Blogging what I've learned so that others can get started using Gephi for information visualization or other advice like how to do digital work as a humanities graduate student. I wrote a peer-reviewed lesson on creating your own Jekyll professional website at The Programming Historian, and I afterwards joined The Programming Historian's editorial team as an editor and ombudsperson. I'm skilled at translating technical language into public-friendly text.
I like to share my works in progress on GitHub (e.g. a dataset for exploring the musical Hamilton, a maintenance theme for the Omeka digital museum CMS, and a marked-up digital text of Ulysses ready for site import in CSV and HTML formats).
Invited speaking 2015-2016 included keynoting the THATCAMP Vanderbilt 2016 and invited talks for the DLF (Digital Library Federation) eResearch Network, CUNY Graduate Center, Brown University, the MIT Media Lab, the Northeastern University Center for Digital Humanities & Computational Social Science, and UCLA Institute for Pure & Applied Math. I was also an invited participant in the NEH-funded, CHNM-hosted One Week | One Tool digital humanities barn-raising that produced the Serendip-o-matic.com playful research source discovery portal, the NEH-funded, Scholars' Lab-hosted Speaking in Code symposium of advanced digital humanities developers, and MITH's CrowdCon symposium on meaningful crowdsourcing.

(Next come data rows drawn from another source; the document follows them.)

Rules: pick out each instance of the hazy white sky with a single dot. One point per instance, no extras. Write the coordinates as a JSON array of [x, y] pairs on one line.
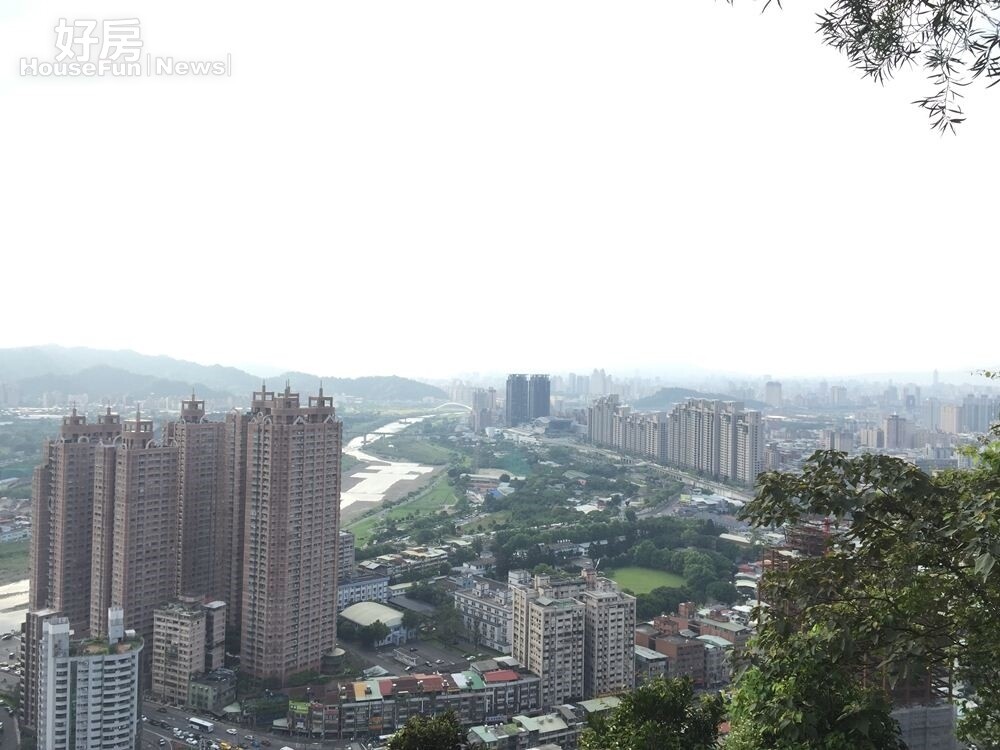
[[428, 187]]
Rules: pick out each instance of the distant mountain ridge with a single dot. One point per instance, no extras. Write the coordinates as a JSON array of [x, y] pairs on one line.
[[665, 398], [112, 374]]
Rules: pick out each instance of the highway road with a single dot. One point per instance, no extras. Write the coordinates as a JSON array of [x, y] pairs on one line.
[[175, 717]]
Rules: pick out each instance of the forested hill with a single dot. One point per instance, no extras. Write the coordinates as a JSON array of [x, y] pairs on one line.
[[33, 371]]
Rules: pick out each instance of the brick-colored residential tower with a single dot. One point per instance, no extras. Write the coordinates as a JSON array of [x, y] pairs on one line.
[[291, 526], [62, 505], [202, 511], [135, 525]]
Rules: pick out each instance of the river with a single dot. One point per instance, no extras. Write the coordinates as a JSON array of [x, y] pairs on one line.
[[378, 476], [13, 605]]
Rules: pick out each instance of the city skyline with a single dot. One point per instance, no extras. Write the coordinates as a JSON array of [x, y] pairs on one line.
[[678, 373], [419, 193]]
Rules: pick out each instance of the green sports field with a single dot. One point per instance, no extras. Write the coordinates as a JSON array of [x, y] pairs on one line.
[[643, 580]]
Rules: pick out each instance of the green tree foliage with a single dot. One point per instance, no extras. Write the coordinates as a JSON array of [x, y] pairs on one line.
[[802, 694], [440, 732], [661, 714], [907, 588], [411, 620], [955, 41]]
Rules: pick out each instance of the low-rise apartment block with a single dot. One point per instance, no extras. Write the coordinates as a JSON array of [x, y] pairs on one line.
[[487, 611]]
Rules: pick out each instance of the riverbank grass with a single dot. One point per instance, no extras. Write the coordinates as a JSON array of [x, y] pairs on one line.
[[14, 561]]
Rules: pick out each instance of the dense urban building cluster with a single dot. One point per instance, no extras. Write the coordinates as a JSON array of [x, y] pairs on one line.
[[716, 439], [230, 523]]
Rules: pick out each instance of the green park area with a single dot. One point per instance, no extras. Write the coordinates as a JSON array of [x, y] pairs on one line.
[[434, 498], [643, 580], [14, 561]]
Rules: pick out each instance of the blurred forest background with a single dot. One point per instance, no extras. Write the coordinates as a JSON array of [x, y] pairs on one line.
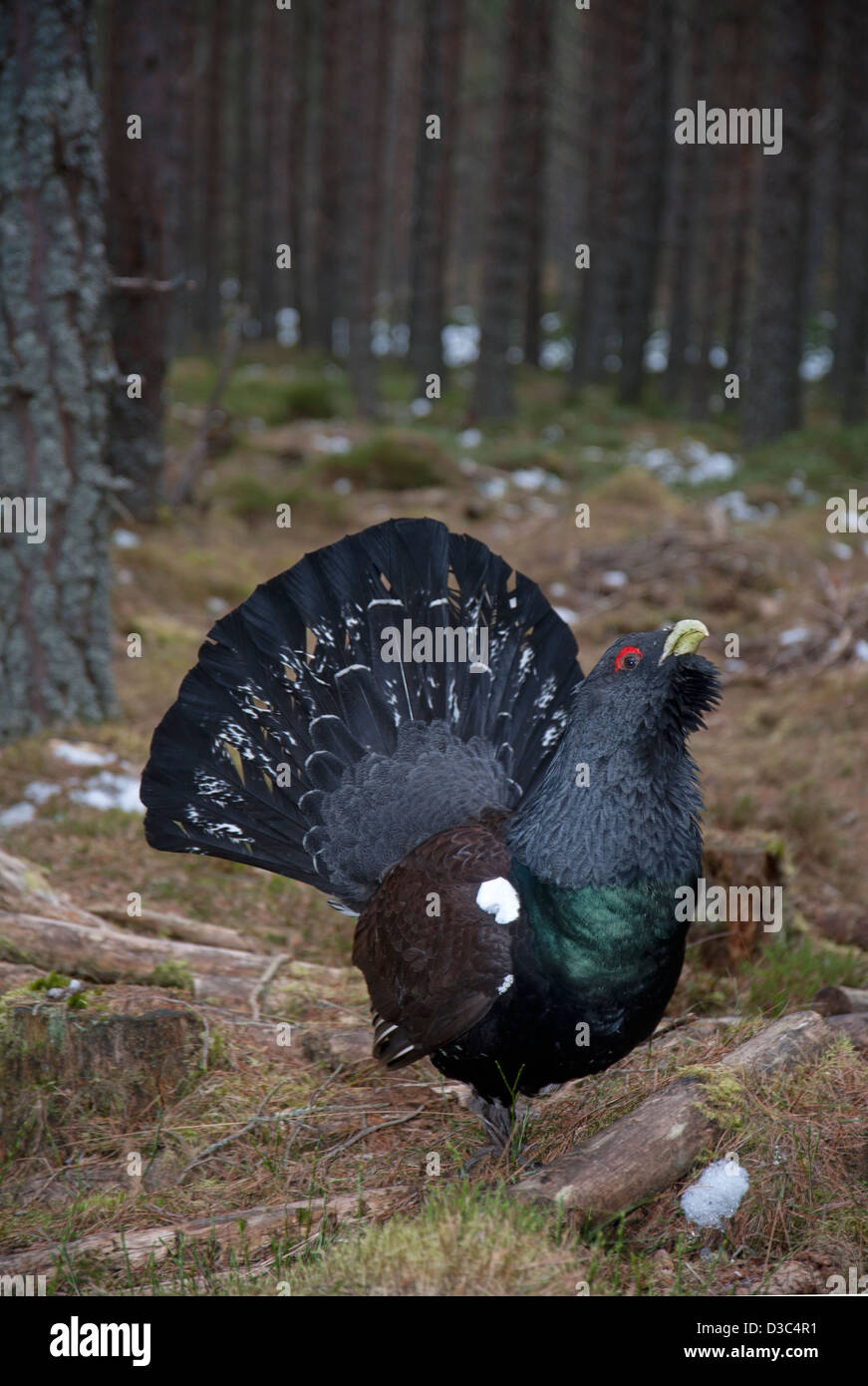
[[385, 201], [270, 273]]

I work across the design and making research spectrum: envisioning, building, and user-testing digital interfaces, combining strong research backgrounds in data-driven design and literary studies to innovate user experiences for social learning and reading. I'm currently the Managing Director of the Scholars' Lab digital humanities center at the University of Virginia Library, run the Digital Humanities Slack, and serve as a Programming Historian board member/technical editor and ombudsperson and as an executive council member for the ACH (the North American DH scholarly organization). Previous service includes by appointment to the Modern Languages Association (MLA) Committee on Information Technology and as an editor for The Programming Historian.
Web Design and Development. HTML5/CSS3, XML/TEI, interface design, actively improving PHP and JS (most solid in CMS context): I'm a co-creator of the WordPress Braille plugin, and created a Drupal module adding social features like favoriting and voting to Annotator.js. Rapid prototyping, server/VPS configuration, MySQL database management; Jekyll; CMS theming and plugin customization/creation: Drupal, Omeka, WordPress/WPMU, BuddyPress, Mediawiki. Past experience in Python and Ruby on Rails.

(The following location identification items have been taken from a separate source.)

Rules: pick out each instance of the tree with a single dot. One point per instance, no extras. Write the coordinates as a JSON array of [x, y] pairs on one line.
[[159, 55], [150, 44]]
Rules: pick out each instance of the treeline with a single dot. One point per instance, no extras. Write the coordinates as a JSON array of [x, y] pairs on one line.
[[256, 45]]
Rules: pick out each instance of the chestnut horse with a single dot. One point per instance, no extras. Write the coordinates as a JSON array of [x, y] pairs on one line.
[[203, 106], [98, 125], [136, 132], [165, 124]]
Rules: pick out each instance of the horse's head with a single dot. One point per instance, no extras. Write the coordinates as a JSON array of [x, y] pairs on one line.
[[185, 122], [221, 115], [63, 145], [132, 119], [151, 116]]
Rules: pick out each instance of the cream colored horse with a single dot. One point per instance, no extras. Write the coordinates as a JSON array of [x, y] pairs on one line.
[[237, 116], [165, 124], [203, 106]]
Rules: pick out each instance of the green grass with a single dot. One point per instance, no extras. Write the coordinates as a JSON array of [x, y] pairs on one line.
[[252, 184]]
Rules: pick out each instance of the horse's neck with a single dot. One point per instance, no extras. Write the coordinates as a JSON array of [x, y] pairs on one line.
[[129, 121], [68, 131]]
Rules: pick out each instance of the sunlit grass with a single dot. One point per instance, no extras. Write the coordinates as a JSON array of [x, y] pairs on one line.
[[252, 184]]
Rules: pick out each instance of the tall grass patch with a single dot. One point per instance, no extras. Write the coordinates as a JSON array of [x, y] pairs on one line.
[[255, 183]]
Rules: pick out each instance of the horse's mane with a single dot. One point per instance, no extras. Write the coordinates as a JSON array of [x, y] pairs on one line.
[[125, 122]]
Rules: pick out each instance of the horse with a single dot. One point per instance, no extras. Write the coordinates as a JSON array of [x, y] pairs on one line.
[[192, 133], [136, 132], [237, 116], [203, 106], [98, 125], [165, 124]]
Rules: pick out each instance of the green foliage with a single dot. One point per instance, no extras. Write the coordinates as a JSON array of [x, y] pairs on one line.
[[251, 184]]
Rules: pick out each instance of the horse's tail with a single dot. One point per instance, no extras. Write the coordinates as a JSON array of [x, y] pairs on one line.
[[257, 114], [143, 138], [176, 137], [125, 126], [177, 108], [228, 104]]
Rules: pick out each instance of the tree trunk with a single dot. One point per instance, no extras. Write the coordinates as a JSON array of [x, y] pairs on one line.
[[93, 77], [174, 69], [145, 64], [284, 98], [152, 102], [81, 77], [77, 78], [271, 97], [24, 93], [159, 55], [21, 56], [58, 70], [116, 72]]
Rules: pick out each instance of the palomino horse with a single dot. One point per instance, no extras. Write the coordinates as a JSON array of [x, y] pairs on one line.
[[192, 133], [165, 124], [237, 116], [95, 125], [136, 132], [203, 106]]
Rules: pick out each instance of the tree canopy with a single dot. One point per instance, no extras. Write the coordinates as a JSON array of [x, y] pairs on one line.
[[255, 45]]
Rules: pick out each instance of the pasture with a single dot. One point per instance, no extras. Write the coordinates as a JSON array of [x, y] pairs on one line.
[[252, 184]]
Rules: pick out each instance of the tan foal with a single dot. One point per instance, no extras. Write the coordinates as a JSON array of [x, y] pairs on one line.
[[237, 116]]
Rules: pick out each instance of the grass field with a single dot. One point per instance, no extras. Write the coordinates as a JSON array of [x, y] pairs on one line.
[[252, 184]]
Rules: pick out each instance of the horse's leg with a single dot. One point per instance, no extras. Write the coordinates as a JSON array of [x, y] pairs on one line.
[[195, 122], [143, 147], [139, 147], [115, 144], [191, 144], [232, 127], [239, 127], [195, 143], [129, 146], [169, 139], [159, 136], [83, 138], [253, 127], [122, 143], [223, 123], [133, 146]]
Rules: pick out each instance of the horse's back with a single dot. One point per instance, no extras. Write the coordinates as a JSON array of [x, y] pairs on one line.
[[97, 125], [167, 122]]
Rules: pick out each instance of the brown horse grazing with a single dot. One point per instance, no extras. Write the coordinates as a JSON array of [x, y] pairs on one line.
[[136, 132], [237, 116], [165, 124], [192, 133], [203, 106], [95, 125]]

Visual Design. Adobe Creative Suite: Illustrator, Photoshop, InDesign. Gephi information visualization. Wireframing and rapid interface prototyping.
Collaboration. Git/GitHub, Asana, Basecamp, Lighthouse, Trello, SVN, Slack, Google Drive. Rich experience of team collaboration with diverse research roles, backgrounds, audiences, values.
User research. Participatory design sketching.; accessible web design and site testing; user study metric creation, deployment, and analysis for digital reading research; Google Analytics. Custom site analytics including Google Analytics; nVivo; Gephi information visualization. Past R and SPSS experience.
Clear Communication with Diverse Audiences. Academic and technical writing, editing, user-friendly documentation, research blogging, teaching/training. Expert written and spoken communication between tech and non-tech audiences, including classroom and online teaching, and invited speaking.